El ómnibus partió de la estación con apenas tres pasajeros a bordo: dos asientos delante del mío, una joven viajaba junto a un niño que tendría cuatro o cinco años, que jugaba con un avioncito de guerra reluciente.
Recliné mi butaca, y cerré los ojos para intentar dormir. Luego de unos minutos, el acompañante del conductor se acercó para entregarme una bandejita con alfajores.
- Gracias –le dije.
- Feliz Navidad –me contestó con tono alegre, y una sonrisa.
- Sí, feliz Navidad –repetí.
El siguió su camino de regreso a la cabina, y al pasar por al lado del asiento de la joven, le acarició la cabeza al niño, y le regaló otra bandeja con alfajores. Respiré profundamente y cerré nuevamente los ojos.
Sabía que no era cierto, que había tenido hasta no hace mucho tiempo navidades alegres, y entendí que me estaba engañando, que efectivamente estaba huyendo de mi realidad; como diría el Negro Avellaneda: nunca hay que subestimar al poder de la negación.
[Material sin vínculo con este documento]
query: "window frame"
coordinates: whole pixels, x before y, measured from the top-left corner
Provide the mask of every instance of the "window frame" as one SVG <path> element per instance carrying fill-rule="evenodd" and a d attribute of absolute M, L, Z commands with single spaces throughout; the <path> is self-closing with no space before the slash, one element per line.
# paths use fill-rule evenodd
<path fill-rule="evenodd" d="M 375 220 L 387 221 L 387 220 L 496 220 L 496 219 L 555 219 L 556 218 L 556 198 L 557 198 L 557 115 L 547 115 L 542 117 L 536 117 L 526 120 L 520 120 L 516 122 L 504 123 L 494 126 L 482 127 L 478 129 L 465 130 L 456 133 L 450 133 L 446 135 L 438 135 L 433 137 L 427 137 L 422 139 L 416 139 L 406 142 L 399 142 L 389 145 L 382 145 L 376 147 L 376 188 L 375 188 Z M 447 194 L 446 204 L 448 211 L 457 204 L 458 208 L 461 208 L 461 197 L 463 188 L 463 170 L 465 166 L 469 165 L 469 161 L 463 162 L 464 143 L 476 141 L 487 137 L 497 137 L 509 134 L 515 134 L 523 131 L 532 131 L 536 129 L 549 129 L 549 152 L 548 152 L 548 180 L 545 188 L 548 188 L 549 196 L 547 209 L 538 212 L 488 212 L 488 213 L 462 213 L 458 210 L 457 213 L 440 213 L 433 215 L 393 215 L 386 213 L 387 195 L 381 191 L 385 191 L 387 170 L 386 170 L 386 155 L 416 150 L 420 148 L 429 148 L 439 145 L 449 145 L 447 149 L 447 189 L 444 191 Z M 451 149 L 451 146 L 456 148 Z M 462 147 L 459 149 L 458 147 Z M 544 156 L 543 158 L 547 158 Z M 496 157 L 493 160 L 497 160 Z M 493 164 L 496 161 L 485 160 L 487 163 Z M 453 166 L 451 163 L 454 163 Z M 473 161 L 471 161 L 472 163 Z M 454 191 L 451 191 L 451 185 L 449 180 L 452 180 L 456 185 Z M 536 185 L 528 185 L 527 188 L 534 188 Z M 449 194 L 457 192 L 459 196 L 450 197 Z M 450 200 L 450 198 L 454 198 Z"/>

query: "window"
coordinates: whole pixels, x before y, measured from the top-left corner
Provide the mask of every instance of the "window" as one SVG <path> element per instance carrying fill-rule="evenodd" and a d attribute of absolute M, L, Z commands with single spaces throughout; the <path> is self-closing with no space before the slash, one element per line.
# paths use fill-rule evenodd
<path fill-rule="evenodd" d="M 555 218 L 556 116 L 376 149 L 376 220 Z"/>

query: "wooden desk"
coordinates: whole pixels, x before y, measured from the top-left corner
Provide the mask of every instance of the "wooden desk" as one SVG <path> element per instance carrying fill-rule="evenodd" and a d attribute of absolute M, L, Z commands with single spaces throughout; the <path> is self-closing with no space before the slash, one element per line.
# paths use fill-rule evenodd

Me desperté sobresaltado y confundido, con el ómnibus en movimiento. Al abrir los ojos, me llevó unos segundos ubicarme en el presente, y entender lo que estaba ocurriendo; me había dormido profundamente, y había soñado con Eliseo Morán y con el Zurdo. Enderecé el respaldo de mi butaca, y corrí levemente la cortina para ver el costado de la ruta. Como una señal divina, un cartel verde se acercó desde el horizonte, las letras y números blancos me trajeron esperanza: faltaban pocos kilómetros para Rosario.
Alguna vez Joaquín me dijo que ir a Rosario le permitía ser turista en Buenos Aires. Creo que no entendí lo que me quiso decir, pero recordé esa frase estando en la ventanilla de la boletería de la estación de ómnibus, y fue eso lo que terminó por definir la elección de mi destino. En todo caso, llevaba ya más de un mes fuera de Buenos Aires, y aunque era claro que extrañaba, todavía no estaba listo para regresar.